Data sources used: Everything came from https://www.ulta.com, more specifically, the primary Eye, Lip, Face, and Tools pages.
Q: How is the code structured? A: My code uses four main functions to retrieve the data from online or the cache and to create a database out of it. The getAllProdType() function takes in the category of product and returns a list of tuples. Each tuple contains in depth product information for one product.
The JsonFileCreator() function creates the JSON file (named allprodlist.json) that is later used to create the database — basically, it stores the data received from the getAllProdType() function in a file outside of the main ulta.py file so that the information can be accessed apart from it. Apart from the last two functions that create the actual databases, I also have four plotly functions.

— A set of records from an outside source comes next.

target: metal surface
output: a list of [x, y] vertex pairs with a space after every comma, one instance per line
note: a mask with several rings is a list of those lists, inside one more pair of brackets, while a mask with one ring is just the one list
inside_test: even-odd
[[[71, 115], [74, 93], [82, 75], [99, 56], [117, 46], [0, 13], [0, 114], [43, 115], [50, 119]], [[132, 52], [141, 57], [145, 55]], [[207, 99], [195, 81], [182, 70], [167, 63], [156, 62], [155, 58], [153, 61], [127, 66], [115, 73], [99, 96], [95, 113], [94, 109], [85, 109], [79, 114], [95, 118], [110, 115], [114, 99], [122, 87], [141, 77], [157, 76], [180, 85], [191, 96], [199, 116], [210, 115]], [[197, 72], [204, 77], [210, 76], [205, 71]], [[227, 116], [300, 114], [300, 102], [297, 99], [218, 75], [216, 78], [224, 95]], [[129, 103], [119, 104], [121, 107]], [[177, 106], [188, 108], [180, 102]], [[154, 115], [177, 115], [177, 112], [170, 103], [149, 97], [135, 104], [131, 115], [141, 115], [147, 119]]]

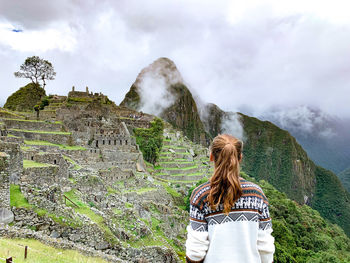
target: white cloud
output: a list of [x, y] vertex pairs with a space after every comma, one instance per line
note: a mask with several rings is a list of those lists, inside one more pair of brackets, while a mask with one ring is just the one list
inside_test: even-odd
[[[119, 103], [140, 70], [169, 57], [203, 101], [228, 111], [310, 105], [350, 116], [347, 1], [0, 0], [8, 96], [27, 56], [51, 61], [51, 93], [71, 86]], [[23, 32], [6, 31], [4, 25]], [[9, 65], [9, 66], [5, 66]]]
[[76, 45], [74, 31], [64, 25], [44, 30], [16, 29], [10, 23], [0, 23], [0, 44], [19, 52], [47, 52], [57, 49], [64, 52], [72, 52]]

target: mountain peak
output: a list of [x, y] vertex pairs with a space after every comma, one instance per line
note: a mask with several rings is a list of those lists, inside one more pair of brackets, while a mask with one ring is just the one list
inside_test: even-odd
[[161, 79], [165, 82], [167, 87], [183, 83], [183, 78], [175, 63], [166, 57], [158, 58], [153, 63], [142, 69], [137, 76], [134, 85], [139, 87], [143, 84], [142, 82], [145, 82], [148, 79]]

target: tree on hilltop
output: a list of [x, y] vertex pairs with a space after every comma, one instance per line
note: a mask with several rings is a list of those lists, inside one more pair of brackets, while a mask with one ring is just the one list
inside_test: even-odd
[[40, 85], [42, 82], [43, 88], [45, 88], [47, 80], [54, 80], [56, 76], [52, 64], [38, 56], [27, 57], [20, 66], [20, 70], [14, 74], [16, 78], [27, 78], [34, 84]]

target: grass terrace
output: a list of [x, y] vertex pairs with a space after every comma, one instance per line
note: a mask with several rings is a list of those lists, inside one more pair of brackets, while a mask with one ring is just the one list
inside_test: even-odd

The general way to run this program would be to open up the ulta.py file in terminal and run it. Typing help displays all the commands that can be made. products allows the user to choose from one of two in-terminal data visualizations by using generalprod and brand, including general information about a specified number of products and the average star rating of all brands. generalprod and brand can only be used once products has been inputted.
avbrand, ozcost, starcost and numrec all open up plotly displays on the web browser.
If you would like to recreate the database from scratch (strongly advised against because it takes over an hour to do so due to the sheer number of requests that must be made), you must first comment out the activeFunc() function then uncomment JsonFileCreator(), init_db(DBNAME), and fillthings().
General info about the files within this repository:
- ulta.py is the MAIN FILE. Run this to get the finished project.
- test.py is the TEST FILE. Run this to get the tests.
- ultadata.db is the DATABASE file. If you delete this file, it will take a really long time to remake it.
- allprodlist.json is a file that is used to make the database file.
- cache.json — this file is not up to date because Github would not let me push my full cache to the server because it's so large (almost 800 mb!)